How you can gain energy efficiency in your building
‘Going green’ is a concept that has been around for years. This can mean anything from sourcing cleaner energy, to better construction and deep retrofits, to putting lights on a dimmer switch to reduce energy consumption. There are a lot of topics available on how you can make your building more efficient – as a starting point, we recommend A Roadmap for Retrofits in Canada and Build Smart: Canada’s Buildings Strategy. Although both Canada-focused documents, these tools and suggestions can be applied worldwide.
Finding efficiency gains in existing buildings is ioAirFlow’s focus. By making small improvements to behaviours and mechanics, while relying on a holistic technology platform that automates many building functions, we can help buildings go green more easily.
Here are some of the steps your building can take, with the assistance of a good green building technology platform:
Reduce human error
Even with the best intentions, people don’t always make the greenest choices. Leaving the lights on after leaving a meeting, not shutting off their computer overnight, or running space heaters at their desks because the office is always cold – these are small habits, but they add up when it comes to a building’s energy consumption.
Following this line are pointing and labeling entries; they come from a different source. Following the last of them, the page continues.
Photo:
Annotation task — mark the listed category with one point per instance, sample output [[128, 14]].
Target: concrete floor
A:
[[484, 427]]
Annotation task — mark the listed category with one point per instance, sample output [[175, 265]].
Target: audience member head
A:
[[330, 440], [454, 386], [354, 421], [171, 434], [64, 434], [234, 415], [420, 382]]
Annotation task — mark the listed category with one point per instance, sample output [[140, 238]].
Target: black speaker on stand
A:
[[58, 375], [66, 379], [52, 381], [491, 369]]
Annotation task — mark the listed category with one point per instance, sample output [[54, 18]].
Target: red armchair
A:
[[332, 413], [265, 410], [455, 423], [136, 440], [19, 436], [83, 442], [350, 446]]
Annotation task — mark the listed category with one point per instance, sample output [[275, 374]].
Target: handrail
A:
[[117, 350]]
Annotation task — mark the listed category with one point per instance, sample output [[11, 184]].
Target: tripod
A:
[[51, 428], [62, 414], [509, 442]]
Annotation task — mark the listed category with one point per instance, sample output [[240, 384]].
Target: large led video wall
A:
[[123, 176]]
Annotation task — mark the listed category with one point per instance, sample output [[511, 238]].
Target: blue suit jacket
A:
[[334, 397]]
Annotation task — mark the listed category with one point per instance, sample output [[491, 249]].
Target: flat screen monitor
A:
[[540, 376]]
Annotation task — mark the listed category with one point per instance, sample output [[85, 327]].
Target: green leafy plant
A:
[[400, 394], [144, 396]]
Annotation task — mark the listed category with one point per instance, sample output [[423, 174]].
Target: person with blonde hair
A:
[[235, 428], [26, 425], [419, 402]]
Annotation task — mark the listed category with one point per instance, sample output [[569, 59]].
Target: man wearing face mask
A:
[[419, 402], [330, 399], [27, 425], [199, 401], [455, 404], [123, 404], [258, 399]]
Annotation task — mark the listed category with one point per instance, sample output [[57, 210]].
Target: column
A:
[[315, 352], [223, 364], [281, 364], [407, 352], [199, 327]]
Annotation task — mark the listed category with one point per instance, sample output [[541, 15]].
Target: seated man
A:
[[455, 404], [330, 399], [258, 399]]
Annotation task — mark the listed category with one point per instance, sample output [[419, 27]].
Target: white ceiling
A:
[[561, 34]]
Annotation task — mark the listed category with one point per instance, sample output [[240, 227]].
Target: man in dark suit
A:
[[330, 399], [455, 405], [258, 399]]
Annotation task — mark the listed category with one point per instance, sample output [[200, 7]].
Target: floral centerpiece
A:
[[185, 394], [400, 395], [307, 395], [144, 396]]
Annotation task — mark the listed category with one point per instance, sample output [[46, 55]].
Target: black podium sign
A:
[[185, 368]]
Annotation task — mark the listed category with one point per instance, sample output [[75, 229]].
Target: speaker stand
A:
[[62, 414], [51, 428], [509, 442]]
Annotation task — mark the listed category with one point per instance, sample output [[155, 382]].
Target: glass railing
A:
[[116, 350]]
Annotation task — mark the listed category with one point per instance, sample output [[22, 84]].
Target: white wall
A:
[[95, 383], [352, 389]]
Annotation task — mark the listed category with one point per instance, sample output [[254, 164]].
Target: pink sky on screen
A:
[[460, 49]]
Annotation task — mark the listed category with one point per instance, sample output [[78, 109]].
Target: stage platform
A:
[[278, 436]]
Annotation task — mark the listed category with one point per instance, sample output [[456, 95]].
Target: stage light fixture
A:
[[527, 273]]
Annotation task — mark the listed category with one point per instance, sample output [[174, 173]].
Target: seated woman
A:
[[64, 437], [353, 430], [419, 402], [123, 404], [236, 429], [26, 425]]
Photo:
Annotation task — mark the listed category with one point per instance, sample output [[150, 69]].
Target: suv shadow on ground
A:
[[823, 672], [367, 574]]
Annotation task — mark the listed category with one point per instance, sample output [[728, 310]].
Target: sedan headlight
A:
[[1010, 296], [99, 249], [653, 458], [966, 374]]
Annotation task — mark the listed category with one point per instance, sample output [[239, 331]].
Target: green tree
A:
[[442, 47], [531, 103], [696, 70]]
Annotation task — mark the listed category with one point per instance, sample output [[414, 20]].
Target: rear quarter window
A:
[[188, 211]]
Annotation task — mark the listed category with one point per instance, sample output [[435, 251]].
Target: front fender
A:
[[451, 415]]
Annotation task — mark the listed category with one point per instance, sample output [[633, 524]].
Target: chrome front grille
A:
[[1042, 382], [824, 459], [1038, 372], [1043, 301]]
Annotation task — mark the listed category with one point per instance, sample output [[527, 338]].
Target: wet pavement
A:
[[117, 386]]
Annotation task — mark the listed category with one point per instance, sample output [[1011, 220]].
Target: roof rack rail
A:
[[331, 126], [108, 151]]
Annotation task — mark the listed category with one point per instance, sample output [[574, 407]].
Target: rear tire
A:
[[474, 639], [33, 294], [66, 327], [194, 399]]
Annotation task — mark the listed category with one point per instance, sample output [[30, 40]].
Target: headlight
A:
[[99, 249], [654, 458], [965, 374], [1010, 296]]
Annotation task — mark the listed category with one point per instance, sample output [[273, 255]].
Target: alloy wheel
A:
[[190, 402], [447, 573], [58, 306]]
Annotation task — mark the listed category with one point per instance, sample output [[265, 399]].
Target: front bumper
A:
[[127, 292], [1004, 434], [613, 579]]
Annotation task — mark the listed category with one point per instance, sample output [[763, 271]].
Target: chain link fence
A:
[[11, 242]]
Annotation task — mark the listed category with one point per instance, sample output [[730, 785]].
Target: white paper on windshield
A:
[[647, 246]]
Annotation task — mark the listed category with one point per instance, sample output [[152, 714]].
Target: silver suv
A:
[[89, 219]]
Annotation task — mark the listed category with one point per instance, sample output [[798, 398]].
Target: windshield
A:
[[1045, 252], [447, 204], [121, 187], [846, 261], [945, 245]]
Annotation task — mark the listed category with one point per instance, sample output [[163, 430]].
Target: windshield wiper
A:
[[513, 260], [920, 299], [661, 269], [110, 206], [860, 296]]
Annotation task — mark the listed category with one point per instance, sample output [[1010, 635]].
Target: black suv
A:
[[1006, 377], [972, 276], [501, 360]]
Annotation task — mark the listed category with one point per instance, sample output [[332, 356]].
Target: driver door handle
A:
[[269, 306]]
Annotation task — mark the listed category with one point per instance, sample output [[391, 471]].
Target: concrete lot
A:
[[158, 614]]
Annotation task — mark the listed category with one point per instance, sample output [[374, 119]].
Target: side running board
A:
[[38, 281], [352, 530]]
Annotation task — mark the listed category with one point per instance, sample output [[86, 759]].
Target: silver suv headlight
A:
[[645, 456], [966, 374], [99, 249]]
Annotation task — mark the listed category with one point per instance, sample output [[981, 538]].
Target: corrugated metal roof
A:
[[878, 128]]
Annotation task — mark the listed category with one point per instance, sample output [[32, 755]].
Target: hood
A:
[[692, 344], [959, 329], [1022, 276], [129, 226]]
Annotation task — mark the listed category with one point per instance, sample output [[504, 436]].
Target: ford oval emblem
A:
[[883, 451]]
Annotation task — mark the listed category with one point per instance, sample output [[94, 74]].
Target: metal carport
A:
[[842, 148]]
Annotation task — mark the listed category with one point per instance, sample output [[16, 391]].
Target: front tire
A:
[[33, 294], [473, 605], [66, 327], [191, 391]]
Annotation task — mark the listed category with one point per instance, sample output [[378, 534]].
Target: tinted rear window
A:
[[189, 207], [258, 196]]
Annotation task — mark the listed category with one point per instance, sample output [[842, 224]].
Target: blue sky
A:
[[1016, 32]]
Automating a system will increase its efficiency, simply by taking the possibility for human error out of the equation. Set the lights to turn off automatically when there’s no motion in a boardroom, schedule power bars to shut down after regular office hours, or give greater HVAC comfort control to your tenants. Over time, you will start to see these changes benefit your building’s bottom line – and your tenants’ satisfaction.
Change building setpoints
Some buildings may have a controllable thermostat set to a timer, to reduce incoming airflow during non-use hours. This is a great start, but most thermostats are limited to a very basic schedule, and lack intelligence – they might not be able to distinguish between a weekday and weekend, for example. That means your building’s HVAC energy usage relies on manually changing the thermostat setpoint (which has its own problems – see the ‘human error’ section above).
By moving to a software-based platform, a building is better able to control its scheduling system. This includes having different setpoints based on your tenants’ working hours, automatically changing the setpoint for holidays and weekends, and automatically reducing airflow in unoccupied spaces.
These setpoints can also sync with a building’s office calendar. If you book a meeting in a boardroom, the room will know your desired temperature state and adjust itself automatically – so when you walk into the room, you will feel perfectly comfortable.
Building on the ability to change temperature setpoints, predictive automation can use technology to optimize your building’s energy consumption. This means using pattern recognition and rudimentary artificial intelligence to not only understand when a variable needs to change, but can automate the process completely over time.
To better explain this, here’s an example: imagine a boardroom in a regular office building. The boardroom only gets used on Mondays, from 11:00-12:00. To save energy, the temperature in that boardroom is lowered when not in use – but will have to be raised again for the weekly meeting. Over time, predictive automation can learn from the schedule of use in the boardroom and automatically increase the temperature just before the 11:00 meeting, to optimize comfort control. The system will also learn the meeting always ends at noon, and will start to revert to energy-saving mode before the meeting is done. By the time the boardroom empties out, the room temperature will revert back.
Predictive automation can be used for even more, such as controlling mechanical blinds and windows based on where the sun is in the sky, or automatically dimming the lights based on the amount of natural sunlight in a room. Taken together, these changes can have a real impact on your building’s carbon footprint.
Use data to educate
Sometimes, all it takes to change a bad habit is to show the pattern of behaviour and find a better way forward. Energy consumption is no different, and accessing the right data will help expose those bad habits, and propose more effective solutions.
ioAirFlow’s system collects data to use in system monitoring and benchmarking, including measuring energy consumption over time at a granular level. With that data, you can find new solutions to reduce bad consumption habits. You can also identify areas or construction zones that require more intensive work – for example, by tracking heat loss around external walls, you could identify where a wall might need to be re-insulated, or where HVAC ducting may be loose and leaking airflow.
Going green isn’t just good for the environment – it’s good for your bottom line, helps prolong the lifespan of your building infrastructure, and is in increasingly higher demand from A-list tenants. Making your building more energy efficient is an excellent business plan.